Canada's Privacy Commissioner releases annual report on government data breaches

Canada’s Privacy Commissioner Daniel Therrien released his Privacy Act Annual Report to Parliament on December 10. The report highlighted the results of an audit of the management of portable storage devices and reported data breaches by 17 federal agencies.

Federal institutions reported a record-high number of data breaches – 256 incidents were reported in 2014-2015, up from 228 reported the year before. The main cause of the data breaches was accidental disclosure. Examples include incidents in which Health Canada mailed letters to over 41,000 people showing their names in conjunction with the medical marijuana access program, and the Canada Revenue Agency accidentally sent the personal financial information of over 1,000 people to a journalist.

The Commissioner urged the agencies to increase their vigilance and implement more effective safeguard and control measures to protect the personal information of Canadians. The Commissioner’s recommendations, which the federal agencies agreed to accept and address, included:

• Ensure that the issuance of all portable storage devices is recorded for identification and tracking purposes;
• Retain documentary evidence as verification that all data on surplus or defective portable storage devices has been destroyed in a secure manner;
• Assess the current disposal process to ensure appropriate controls are in place to mitigate the risk of a data exposure;
• Assess the risk to personal information resulting from the lack of controls on the connection of unauthorized USB storage devices, or from the use of CDs/DVDs to store data, and implement appropriate controls to address identified gaps and weaknesses;
• Ensure that encryption is deployed on all portable storage devices that may contain personal information;
• Ensure that all employees, including contract personnel, are aware of the policies governing the use of portable storage devices, and provide guidance to mitigate the risks inherent to the use of the devices.
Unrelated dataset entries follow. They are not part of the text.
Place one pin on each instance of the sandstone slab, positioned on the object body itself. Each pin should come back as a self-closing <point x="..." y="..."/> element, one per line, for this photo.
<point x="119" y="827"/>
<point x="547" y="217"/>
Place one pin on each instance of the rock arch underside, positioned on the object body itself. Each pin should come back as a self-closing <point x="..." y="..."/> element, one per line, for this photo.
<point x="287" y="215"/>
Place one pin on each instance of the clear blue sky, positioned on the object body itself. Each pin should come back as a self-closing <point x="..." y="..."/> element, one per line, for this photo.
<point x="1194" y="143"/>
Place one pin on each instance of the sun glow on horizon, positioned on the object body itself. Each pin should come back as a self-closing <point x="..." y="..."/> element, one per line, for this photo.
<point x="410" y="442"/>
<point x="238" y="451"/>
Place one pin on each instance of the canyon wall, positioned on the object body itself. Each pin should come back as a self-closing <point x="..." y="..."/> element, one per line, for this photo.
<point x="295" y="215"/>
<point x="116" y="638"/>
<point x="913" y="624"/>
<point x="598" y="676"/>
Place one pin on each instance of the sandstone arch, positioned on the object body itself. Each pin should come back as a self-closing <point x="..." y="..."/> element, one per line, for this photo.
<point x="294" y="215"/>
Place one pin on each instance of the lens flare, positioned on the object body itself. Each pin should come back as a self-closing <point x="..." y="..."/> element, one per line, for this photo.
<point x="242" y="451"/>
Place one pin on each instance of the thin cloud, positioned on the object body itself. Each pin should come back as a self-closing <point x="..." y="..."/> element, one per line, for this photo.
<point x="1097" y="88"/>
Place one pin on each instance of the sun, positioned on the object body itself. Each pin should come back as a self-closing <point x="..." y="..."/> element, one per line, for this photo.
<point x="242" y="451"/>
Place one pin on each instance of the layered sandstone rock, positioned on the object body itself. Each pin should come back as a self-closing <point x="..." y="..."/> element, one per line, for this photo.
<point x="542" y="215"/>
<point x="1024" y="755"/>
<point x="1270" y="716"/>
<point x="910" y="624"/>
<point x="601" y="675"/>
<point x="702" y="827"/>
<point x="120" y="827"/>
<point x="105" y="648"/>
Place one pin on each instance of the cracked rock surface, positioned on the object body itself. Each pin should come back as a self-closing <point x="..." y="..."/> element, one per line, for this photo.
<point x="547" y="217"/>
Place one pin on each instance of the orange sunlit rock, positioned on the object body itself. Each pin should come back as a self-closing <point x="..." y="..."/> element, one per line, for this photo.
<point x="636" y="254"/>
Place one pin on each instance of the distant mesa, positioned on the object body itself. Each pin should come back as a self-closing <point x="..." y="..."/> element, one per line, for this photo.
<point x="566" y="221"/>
This was the first year in which federal institutions were required to report data breaches, as compared to the previous voluntary reporting regime. It is important to note that the mandatory breach notification regime will soon be coming to the private sector. The relevant Digital Privacy Act amendments to the Personal Information Protection and Electronic Documents Act (PIPEDA) are expected to come into effect as soon as the government issues corresponding regulations that are currently being drafted.